CSE 120: Homework #1

Spring 2023

Due: Tuesday, April 18 at 11:59pm

Each question is worth an equal number of points. When a question asks you to describe or explain, your answers can be relatively brief. The [name] tags give scholarly attribution to authors of other OS textbooks who wrote the question (you do not need the textbook to be able to answer the question, though). Please submit your answers as a PDF file to Gradescope.

  1. How do hardware and the OS work together to handle interrupts? When an interrupt happens, what tasks are handled by the hardware and what tasks are handled by the OS?
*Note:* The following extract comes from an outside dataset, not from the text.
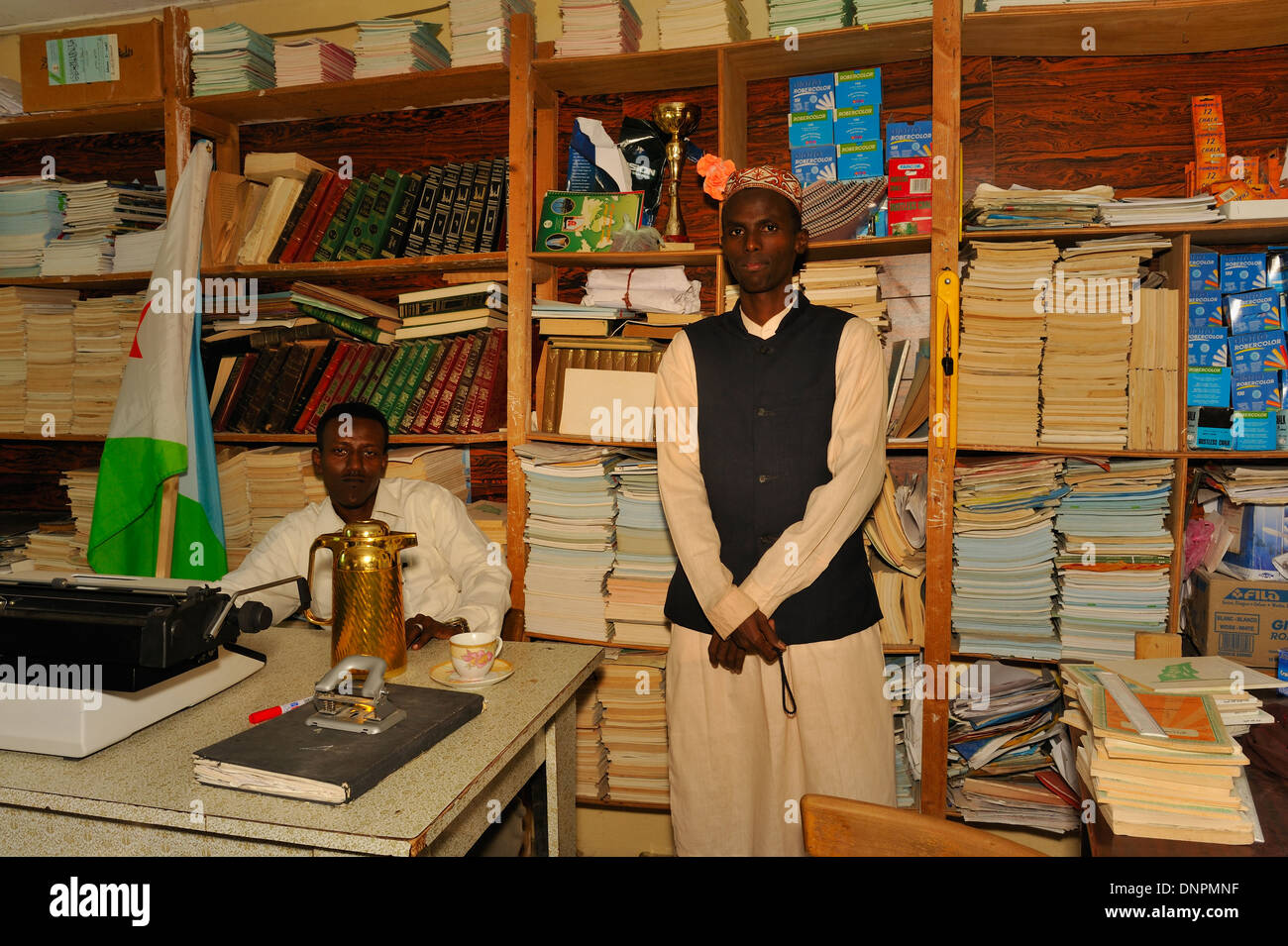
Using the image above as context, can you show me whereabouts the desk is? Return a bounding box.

  2. [Silberschatz] Some computer systems do not provide a privileged mode of operation in hardware. Is it possible to construct a secure operating system for these computers? Give arguments both that it is and that it is not possible. (By a secure operating system, we mean that a user program is not able to corrupt the kernel, prevent it from running, crash the system, violate memory protection, etc.)

  3. [Silberschatz] Which of the following instructions should be privileged? Give a one-sentence explanation for why.

    a) Set value of timer
    b) Read the clock
    c) Set memory content to zero
    d) Turn off interrupts
    e) Switch from user to monitor (kernel) mode

  4. [Tanenbaum] For each of the following Unix system calls, give a condition that causes it to fail: open, read, fork, exec, unlink (delete a file). (Hint: We discussed some in lecture, and you can also explore the error semantics of these system calls using man on ieng6, e.g., man 2 fork.)
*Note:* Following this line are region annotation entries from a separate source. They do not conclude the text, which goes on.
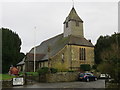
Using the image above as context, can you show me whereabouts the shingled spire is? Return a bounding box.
[63,7,84,37]
[64,7,83,23]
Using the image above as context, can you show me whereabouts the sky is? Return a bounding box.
[0,0,118,53]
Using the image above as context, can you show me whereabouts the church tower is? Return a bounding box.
[63,7,84,37]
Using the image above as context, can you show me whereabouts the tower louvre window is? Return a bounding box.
[76,21,79,26]
[66,22,68,28]
[79,48,86,60]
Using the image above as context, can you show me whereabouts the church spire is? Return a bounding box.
[63,7,84,37]
[64,6,83,23]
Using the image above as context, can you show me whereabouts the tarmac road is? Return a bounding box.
[13,80,105,88]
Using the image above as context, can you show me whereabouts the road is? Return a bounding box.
[13,80,105,88]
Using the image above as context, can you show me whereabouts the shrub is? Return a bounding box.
[80,64,91,71]
[92,65,97,70]
[50,68,58,73]
[68,70,75,72]
[37,67,49,75]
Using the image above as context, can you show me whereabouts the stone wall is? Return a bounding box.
[46,72,79,82]
[2,79,13,88]
[27,72,79,83]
  5. [Anderson 2.13] Suppose you have to implement an operating system on hardware that supports interrupts and exceptions but does not have an explicit syscall instruction. Can you devise a satisfactory substitute for syscalls using interrupts and/or exceptions? If so, explain how. If not, explain why. (In this context, the syscall instruction is the instruction used by a user-level process to invoke a system call in the operating system.)
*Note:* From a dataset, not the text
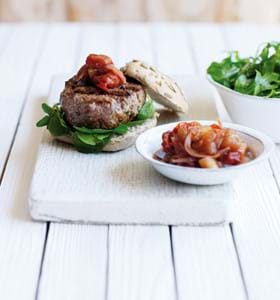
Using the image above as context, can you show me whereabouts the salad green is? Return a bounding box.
[36,99,155,153]
[207,42,280,98]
  6. Consider the following C program:
    #include <stdlib.h>
    int main (int argc, char *arg[])
        fork ();
        if (fork ()) {
    	fork ();
        } else {
    	char *argv[2] = {"/bin/ls", NULL};
    	execv (argv[0], argv);
            fork ();

    a. How many total processes are created (including the first process running the program)? (Note that execv is just one of multiple ways of invoking exec.)

    b. How many times does the /bin/ls program execute?

    [Hint: You can always add debugging code, compile it, and run the program to experiment with what happens.]

  7. [Crowley] Suppose the hardware interval timer only counts down to zero before signalling an interupt. How could an OS use the interval timer to keep track of the time of day?